Situazioni nelle quali, molto evidentemente, questo canto chiamato in Norvegia kauking o kaukning era solito dimostrare tutta la propria ineccepibile efficienza. I due paesi d’altra parte, nonostante il desiderio degli uomini al governo, ebbero sempre confini particolarmente risibili e largamente ignoti, permettendo non poche volte ai rispettivi greggi di sconfinare, o alle donne impegnate nella vita del fäbod a offrirsi vicendevolmente aiuto, indifferenti a linee di demarcazione totalmente invisibili ed arbitrarie. Mentre l’effetto avuto in modo particolare sui bovini risultava essere, in maniera inevitabile, straordinariamente evidente. Tutti conoscono, del resto, la naturale curiosità di questi animali, un dato che può essere acquisito dalle numerose testimonianze video online di intere mandrie fatte spostate con il suono di un semplice trombone, tuba o altro strumento a fiato.
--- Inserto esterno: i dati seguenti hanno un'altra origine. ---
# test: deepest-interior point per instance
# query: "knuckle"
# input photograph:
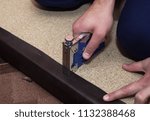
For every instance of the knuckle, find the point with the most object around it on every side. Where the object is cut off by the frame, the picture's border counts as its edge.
(100, 33)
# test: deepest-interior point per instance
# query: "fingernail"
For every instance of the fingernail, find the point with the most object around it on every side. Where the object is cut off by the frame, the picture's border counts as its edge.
(106, 98)
(86, 55)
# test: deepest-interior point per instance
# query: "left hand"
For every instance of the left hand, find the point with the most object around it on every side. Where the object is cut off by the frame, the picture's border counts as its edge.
(140, 88)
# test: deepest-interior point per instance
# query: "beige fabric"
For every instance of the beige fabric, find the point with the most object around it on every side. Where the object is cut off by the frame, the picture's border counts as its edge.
(46, 30)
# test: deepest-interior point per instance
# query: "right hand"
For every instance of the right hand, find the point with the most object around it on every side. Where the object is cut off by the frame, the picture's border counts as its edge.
(98, 20)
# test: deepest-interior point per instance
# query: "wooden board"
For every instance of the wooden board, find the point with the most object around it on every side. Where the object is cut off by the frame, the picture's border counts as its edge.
(62, 83)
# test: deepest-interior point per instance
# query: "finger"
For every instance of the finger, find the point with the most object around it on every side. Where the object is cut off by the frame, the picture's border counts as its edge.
(142, 96)
(125, 91)
(134, 67)
(92, 45)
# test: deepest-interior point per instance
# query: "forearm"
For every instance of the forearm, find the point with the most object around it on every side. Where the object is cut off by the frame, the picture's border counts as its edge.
(107, 4)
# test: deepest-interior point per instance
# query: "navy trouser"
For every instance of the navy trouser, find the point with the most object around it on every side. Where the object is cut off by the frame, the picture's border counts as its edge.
(133, 30)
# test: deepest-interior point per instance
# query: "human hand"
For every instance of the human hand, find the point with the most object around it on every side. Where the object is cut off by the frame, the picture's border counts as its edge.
(139, 88)
(98, 20)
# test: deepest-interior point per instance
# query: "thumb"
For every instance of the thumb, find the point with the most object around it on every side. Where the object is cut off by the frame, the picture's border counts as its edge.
(93, 44)
(133, 67)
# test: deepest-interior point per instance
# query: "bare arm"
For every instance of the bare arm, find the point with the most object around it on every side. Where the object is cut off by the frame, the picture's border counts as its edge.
(98, 20)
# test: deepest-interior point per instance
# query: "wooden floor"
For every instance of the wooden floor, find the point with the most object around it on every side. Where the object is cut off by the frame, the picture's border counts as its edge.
(16, 88)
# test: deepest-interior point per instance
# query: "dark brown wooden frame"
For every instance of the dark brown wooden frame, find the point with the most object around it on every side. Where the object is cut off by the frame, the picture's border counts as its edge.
(52, 76)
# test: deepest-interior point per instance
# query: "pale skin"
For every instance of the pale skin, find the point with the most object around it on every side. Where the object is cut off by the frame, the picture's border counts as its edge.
(98, 19)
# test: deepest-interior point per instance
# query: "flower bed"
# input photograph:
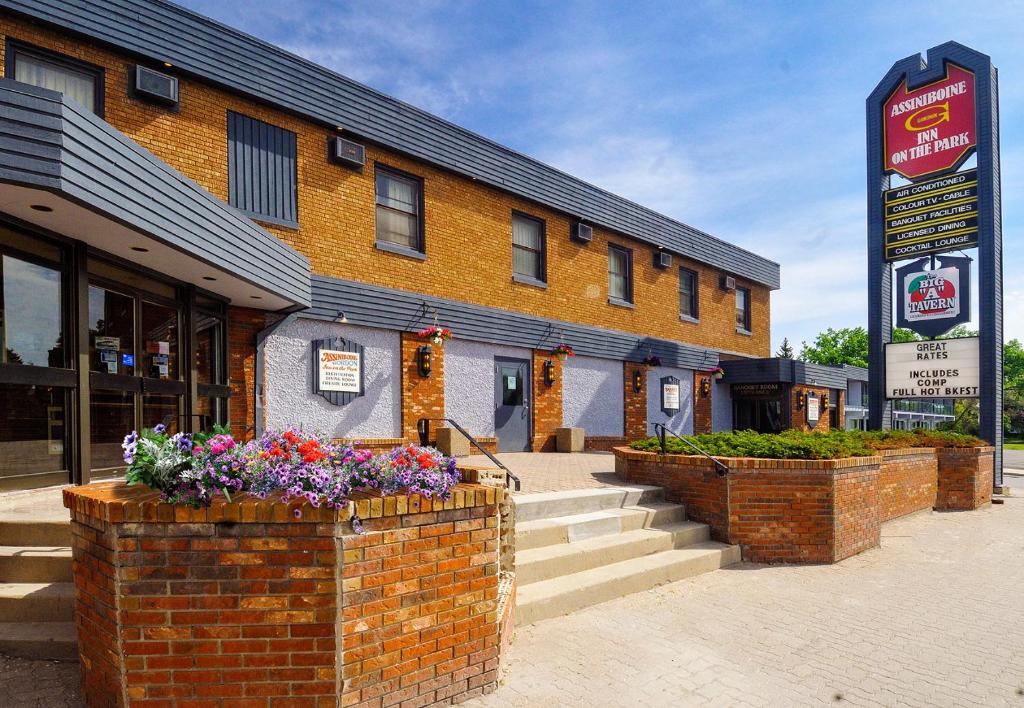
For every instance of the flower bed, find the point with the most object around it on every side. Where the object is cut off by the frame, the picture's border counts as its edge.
(195, 469)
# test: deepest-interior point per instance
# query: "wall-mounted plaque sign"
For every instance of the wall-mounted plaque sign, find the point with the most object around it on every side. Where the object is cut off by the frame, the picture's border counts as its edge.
(337, 370)
(670, 396)
(939, 369)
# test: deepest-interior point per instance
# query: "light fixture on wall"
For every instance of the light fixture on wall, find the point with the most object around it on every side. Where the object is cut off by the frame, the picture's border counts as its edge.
(549, 373)
(423, 357)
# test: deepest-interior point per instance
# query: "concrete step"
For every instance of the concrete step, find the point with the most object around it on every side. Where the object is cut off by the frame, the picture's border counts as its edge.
(35, 565)
(37, 601)
(572, 528)
(27, 533)
(52, 640)
(567, 593)
(529, 507)
(550, 561)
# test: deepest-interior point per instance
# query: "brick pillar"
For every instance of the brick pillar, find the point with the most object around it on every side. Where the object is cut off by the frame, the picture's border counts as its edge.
(636, 403)
(799, 421)
(701, 404)
(547, 402)
(243, 326)
(421, 397)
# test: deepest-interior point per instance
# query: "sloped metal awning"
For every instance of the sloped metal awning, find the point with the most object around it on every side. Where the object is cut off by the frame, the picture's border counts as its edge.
(67, 170)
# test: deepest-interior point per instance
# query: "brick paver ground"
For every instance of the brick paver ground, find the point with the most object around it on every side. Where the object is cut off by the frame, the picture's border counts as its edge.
(552, 471)
(933, 618)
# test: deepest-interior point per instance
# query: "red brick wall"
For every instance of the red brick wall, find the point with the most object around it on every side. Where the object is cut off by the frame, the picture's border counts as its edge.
(421, 397)
(907, 482)
(776, 510)
(635, 403)
(701, 404)
(965, 477)
(239, 604)
(243, 326)
(547, 403)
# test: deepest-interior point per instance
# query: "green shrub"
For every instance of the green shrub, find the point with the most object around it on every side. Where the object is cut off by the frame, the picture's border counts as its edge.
(795, 445)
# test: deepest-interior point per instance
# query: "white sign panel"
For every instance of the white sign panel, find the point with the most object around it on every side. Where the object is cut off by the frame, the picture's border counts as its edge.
(670, 397)
(339, 371)
(940, 369)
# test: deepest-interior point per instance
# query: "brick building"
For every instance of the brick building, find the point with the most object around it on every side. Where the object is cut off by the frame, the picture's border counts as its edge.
(188, 215)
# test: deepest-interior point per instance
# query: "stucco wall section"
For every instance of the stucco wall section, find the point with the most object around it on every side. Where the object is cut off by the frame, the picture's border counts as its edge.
(682, 422)
(592, 394)
(469, 382)
(289, 399)
(721, 406)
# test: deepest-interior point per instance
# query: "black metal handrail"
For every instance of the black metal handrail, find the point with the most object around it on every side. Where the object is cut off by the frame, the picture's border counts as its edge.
(423, 427)
(660, 431)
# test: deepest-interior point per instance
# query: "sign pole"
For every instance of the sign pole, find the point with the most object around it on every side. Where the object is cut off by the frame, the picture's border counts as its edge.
(930, 99)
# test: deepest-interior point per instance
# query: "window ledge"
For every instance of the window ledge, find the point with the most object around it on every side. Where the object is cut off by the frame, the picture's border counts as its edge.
(526, 280)
(400, 250)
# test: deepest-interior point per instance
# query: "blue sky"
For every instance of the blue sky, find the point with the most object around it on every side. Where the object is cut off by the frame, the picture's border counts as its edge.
(745, 120)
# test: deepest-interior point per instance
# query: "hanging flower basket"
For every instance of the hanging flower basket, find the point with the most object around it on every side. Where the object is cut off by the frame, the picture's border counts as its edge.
(435, 335)
(563, 351)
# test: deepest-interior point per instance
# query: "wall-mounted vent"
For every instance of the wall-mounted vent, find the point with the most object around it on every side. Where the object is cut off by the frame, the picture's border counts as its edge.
(342, 152)
(155, 86)
(581, 233)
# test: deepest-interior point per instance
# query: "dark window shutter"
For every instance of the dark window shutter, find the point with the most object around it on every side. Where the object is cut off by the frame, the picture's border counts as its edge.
(261, 169)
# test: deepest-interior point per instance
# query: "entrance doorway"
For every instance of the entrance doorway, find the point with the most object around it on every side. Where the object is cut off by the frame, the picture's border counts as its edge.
(512, 404)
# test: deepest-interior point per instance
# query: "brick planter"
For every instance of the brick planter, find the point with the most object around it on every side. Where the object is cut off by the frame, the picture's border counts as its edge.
(776, 510)
(248, 605)
(965, 477)
(907, 482)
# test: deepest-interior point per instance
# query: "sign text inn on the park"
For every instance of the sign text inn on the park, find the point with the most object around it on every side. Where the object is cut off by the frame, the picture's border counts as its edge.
(926, 119)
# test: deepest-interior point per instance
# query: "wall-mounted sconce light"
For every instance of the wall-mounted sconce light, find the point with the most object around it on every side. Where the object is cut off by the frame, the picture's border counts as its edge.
(549, 373)
(705, 386)
(423, 356)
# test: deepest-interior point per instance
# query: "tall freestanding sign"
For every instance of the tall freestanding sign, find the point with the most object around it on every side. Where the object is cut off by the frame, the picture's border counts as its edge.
(926, 119)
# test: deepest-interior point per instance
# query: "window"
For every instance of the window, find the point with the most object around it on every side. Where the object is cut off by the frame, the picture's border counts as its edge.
(743, 309)
(78, 80)
(620, 275)
(527, 248)
(688, 293)
(399, 210)
(261, 171)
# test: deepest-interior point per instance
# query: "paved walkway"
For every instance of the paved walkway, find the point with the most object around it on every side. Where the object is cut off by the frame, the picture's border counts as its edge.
(933, 618)
(552, 471)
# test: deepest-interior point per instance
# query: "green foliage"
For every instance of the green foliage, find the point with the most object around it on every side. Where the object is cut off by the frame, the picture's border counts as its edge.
(796, 445)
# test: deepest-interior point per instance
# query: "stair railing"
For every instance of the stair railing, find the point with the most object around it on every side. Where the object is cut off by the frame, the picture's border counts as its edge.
(423, 427)
(662, 431)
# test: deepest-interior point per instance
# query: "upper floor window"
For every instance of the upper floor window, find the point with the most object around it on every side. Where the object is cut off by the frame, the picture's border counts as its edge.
(743, 308)
(688, 293)
(78, 80)
(261, 170)
(620, 274)
(399, 210)
(527, 248)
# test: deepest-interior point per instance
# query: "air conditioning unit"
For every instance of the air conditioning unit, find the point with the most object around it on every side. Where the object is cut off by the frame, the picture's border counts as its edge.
(155, 86)
(581, 233)
(342, 152)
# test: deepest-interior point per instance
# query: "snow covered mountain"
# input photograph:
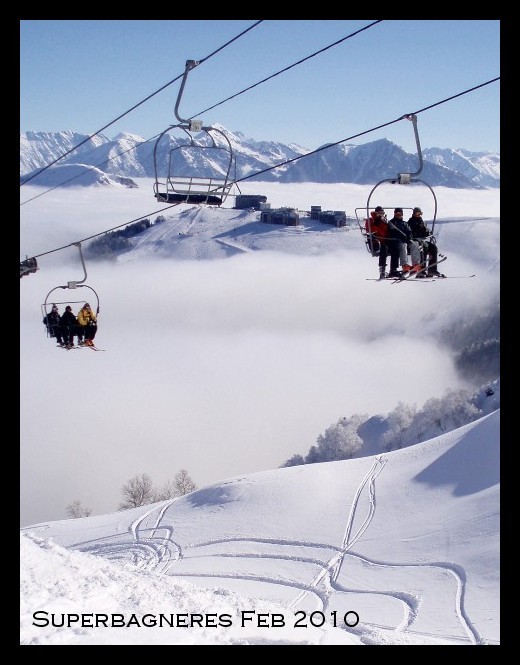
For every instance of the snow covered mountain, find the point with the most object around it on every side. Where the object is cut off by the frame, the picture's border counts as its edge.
(482, 168)
(130, 156)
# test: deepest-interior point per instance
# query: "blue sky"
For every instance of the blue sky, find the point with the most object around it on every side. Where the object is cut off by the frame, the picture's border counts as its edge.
(80, 75)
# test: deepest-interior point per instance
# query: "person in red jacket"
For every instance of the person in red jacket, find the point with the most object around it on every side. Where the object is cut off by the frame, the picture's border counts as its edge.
(377, 230)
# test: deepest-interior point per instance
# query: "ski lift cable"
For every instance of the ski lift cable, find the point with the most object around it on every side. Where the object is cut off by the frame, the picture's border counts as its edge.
(299, 62)
(368, 131)
(122, 115)
(294, 159)
(312, 55)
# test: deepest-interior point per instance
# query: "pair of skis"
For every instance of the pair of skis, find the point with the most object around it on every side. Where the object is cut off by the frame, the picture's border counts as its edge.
(80, 346)
(424, 269)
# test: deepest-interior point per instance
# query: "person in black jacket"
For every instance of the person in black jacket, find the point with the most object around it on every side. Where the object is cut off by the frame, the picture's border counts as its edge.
(422, 234)
(70, 327)
(52, 323)
(400, 242)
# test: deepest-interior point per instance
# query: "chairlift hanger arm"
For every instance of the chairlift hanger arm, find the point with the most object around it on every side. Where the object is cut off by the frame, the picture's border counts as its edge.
(405, 178)
(193, 125)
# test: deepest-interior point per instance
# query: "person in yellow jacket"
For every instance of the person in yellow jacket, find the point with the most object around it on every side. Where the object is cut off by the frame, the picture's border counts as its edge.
(87, 321)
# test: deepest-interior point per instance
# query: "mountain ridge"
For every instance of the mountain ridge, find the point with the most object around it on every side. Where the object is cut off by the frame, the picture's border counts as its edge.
(128, 155)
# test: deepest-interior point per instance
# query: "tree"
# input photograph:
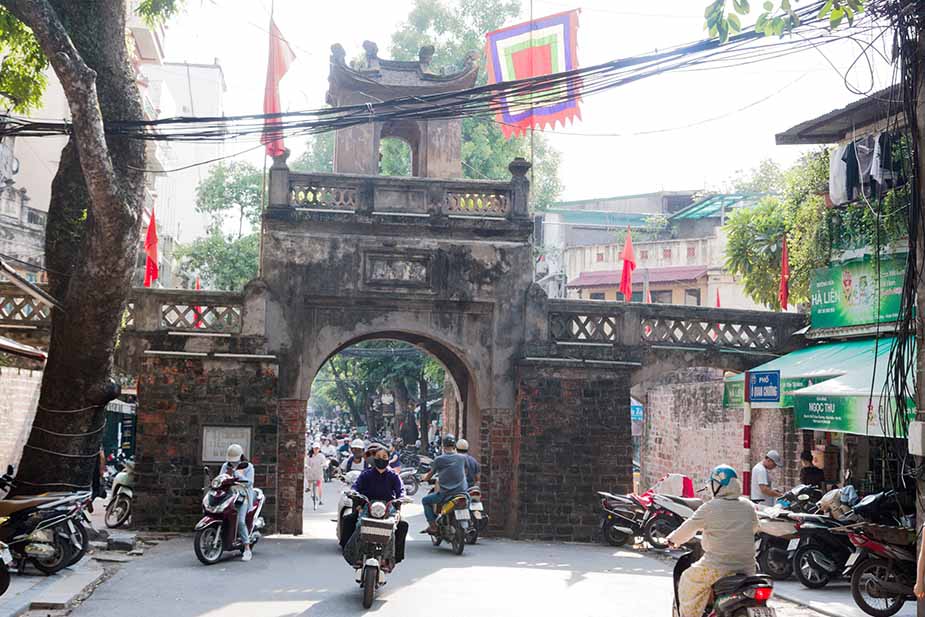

Ma è soltanto quando si riesce a fare a meno di questi ultimi apparati, in un certo senso, che si può affermare di aver raggiunto la trascendenza, ovvero il grado più elevato di comprensione reciproca con la natura. Possiamo dunque affermare in tutta coscienza che ancora oggi, il kulning riesca a mantenere il suo più nascosto e implicito significato? Probabilmente, se lo vogliamo… Di certo può costituire, quando adeguatamente contestualizzato, il segno imprescindibile di un antico spirito di aggregazione. La cui funzione prescinde il trascorrere dei secoli, attraverso l’evoluzione stessa della nostra incontentabile specie.